The ease with which Paul Preston, ably assisted by Andrew Marr, was allowed to dismiss the role played by anarchists during the Spanish Civil War on yesterday’s edition of Start the Week was infuriating but entirely predictable.
It seems that Professor Preston has carved himself a niche as the ‘expert of choice’ regarding this particular period of Spanish history but love him or loathe him, it surely goes without saying that one person cannot be the repository of all knowledge on any subject. What’s more, whether Preston likes it or not, anarchism has a significant history in Spain, which cannot simply be dismissed or ignored because it does not fit with the narrative he wishes to construct.
Meanwhile, although the historian is duty bound to approach every source with a questioning eye, Professor Preston’s apparent vendetta against Orwell and Homage to Catalonia rather smacks of sour grapes. Whatever his apparent gravitas on the subject of the Spanish Civil War, the fact remains that he was not there and, however briefly, Orwell was. Even if his account of events is flawed, explain why, but don’t just dismiss it because you don’t like what it says or because you wish you’d written it.
Despite the suggestion in Preston’s narrative that the anarchists were all about chaos, destruction and murder (a rather tedious recurring stereotype in both his own version of events and the wider picture of this ideology painted by the BBC), what he fails to mention is that anarchists were often defending a grassroots libertarianism and self-sufficiency already established in many Spanish communities, urban and rural. That there were atrocities committed is not in doubt but this was a conflict of atrocities on all sides, with the anarchists being perhaps only unique in that they were a target of choice for both Franco’s Nationalists, with their curiously Catholic brand of fascism AND the Republicans, whose desire to free Spain from authoritarianism propelled them into the open arms of the authoritarian’s authoritarian, good old Uncle Joe.
When she returned from her time in Spain during the Civil War, the Scottish anarchist, Ethel MacDonald, had witnessed first-hand the purges, imprisonments and murders of anarchists but struggled to get their story heard, as JT Caldwell recorded in his 1988 biography of Guy Aldred:
When Ethel returned to Glasgow she spoke in McLellan Galleries on ‘Spain: A Lost Horizon’. She told the story of the Communists’ attack on the anarcho-syndicalists. It was a very stormy meeting and there were several ejections. The uninitiated were confused. They did not know that, if the ghost of Marx haunted Central Europe, Bakunin and Proudhon had their own domain in the south of the continent, and the old authoritarian spirit was still afraid of them.
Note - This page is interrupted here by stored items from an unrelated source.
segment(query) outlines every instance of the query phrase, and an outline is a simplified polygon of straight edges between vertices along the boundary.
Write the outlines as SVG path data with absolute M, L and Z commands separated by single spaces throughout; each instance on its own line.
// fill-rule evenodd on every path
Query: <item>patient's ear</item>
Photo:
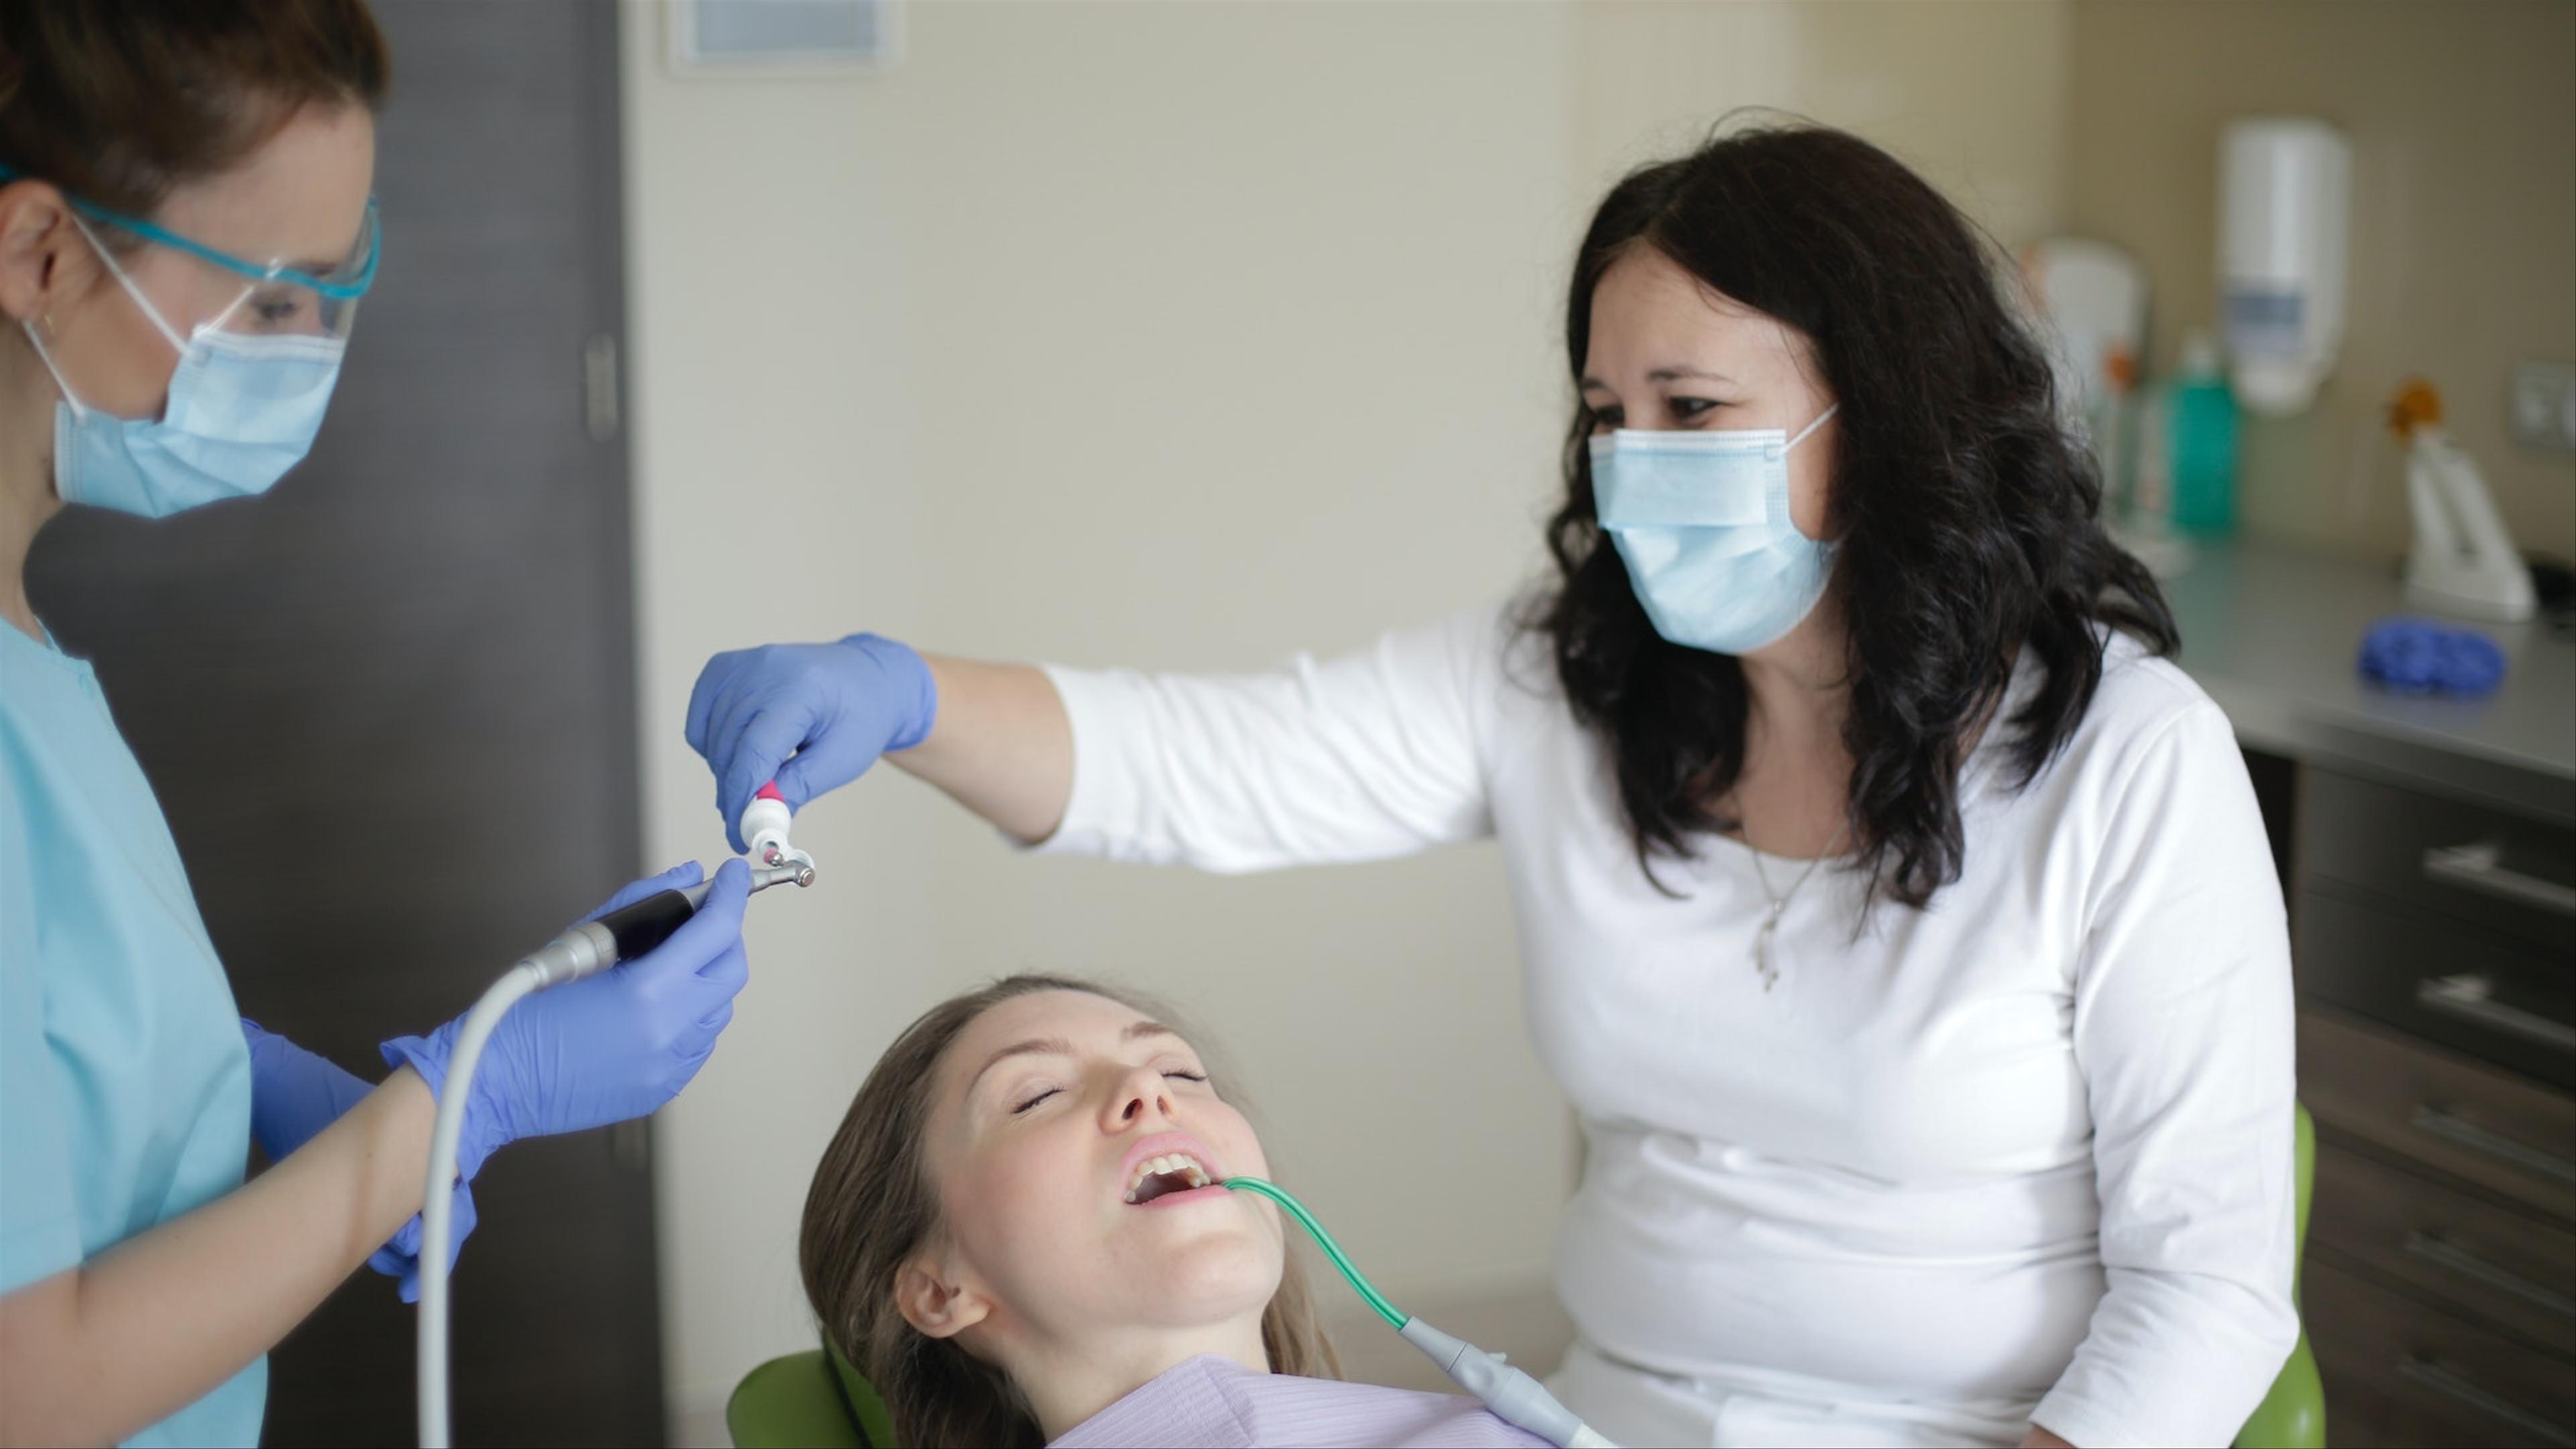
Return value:
M 993 1312 L 990 1299 L 948 1281 L 944 1266 L 922 1255 L 895 1270 L 894 1306 L 924 1338 L 954 1338 Z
One thing Professor Preston cannot claim to be is ‘the uninitiated’ and probably has access to more resources on the Spanish Civil War that most of us. All the more worrying, therefore, that he chooses to cherry-pick some over others to create his own version of events. That Andrew Marr then chooses to sycophantically promulgate this view with tired stereotypes, instead of undertaking the job he is paid handsomely for and facilitating a balanced discussion, is irritating but sadly, no more than is expected from the BBC.
Could it be that the old authoritarian spirit is still afraid?